The Huntington Town Board postponed a decision on whether to rezone a historic Huntington village property that once hosted George Washington for dinner in 1790.
The deadline for the decision was Sept. 7, but the board voted to extend that until Dec. 6.
The project area is the site of the former Platt’s Tavern, one of the first buildings in the area. According to town documents, Washington dined at the establishment on April 23, 1790, during a tour of Long Island.
Developer Dominick Mavellia wants to change the zoning of a parcel on the corner of Route 25A and Park Avenue from R-15 Residence District to C-1 Office Residence District to make way for a 10,000-square-foot medical office building at the site. Of that space, GoHealth Urgent Care would occupy 3,000 square feet, and 7,000 square feet would be regular medical office space for North Shore-LIJ Health System.

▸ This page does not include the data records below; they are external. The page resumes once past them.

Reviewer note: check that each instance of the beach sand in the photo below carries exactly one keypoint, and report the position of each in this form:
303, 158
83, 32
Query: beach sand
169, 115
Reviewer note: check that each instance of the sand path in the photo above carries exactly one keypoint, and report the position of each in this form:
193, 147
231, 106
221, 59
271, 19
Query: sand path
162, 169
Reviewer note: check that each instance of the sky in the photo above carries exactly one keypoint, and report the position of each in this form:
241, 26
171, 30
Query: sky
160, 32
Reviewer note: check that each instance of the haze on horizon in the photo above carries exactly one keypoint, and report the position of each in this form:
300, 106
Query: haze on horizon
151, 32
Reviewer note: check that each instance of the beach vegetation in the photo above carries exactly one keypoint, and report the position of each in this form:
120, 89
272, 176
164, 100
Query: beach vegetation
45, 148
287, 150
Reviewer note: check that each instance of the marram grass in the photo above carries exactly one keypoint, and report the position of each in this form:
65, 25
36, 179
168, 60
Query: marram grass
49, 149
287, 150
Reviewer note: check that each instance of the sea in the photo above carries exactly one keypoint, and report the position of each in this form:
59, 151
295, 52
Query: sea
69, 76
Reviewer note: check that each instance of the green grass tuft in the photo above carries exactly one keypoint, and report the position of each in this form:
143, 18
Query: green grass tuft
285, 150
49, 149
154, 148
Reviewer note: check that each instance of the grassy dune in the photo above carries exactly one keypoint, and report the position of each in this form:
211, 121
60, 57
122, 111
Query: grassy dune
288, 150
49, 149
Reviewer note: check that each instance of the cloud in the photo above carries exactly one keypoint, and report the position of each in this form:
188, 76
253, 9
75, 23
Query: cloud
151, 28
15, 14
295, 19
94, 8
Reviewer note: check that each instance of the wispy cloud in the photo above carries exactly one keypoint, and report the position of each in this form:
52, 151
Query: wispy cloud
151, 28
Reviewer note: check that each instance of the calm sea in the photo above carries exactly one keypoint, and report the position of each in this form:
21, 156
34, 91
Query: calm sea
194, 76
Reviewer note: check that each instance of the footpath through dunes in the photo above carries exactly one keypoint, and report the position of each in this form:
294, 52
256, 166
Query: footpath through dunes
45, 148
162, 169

Part of the plan would also include situating a life-sized statue of George Washington beside his horse on the property.
At a public hearing on June 9, residents said they wanted a more historic look incorporated into the application — particularly with the proposed design of the structure. Supervisor Frank Petrone (D) said the extra time on the decision is in part to afford the developer and the community more time to work on the application.
“The owner of the property continues to work with residents and historical groups to tweak the property to reflect their concerns and comments, so this gives him extra time to do more tweaking,” town spokesman A.J. Carter said in an interview this week.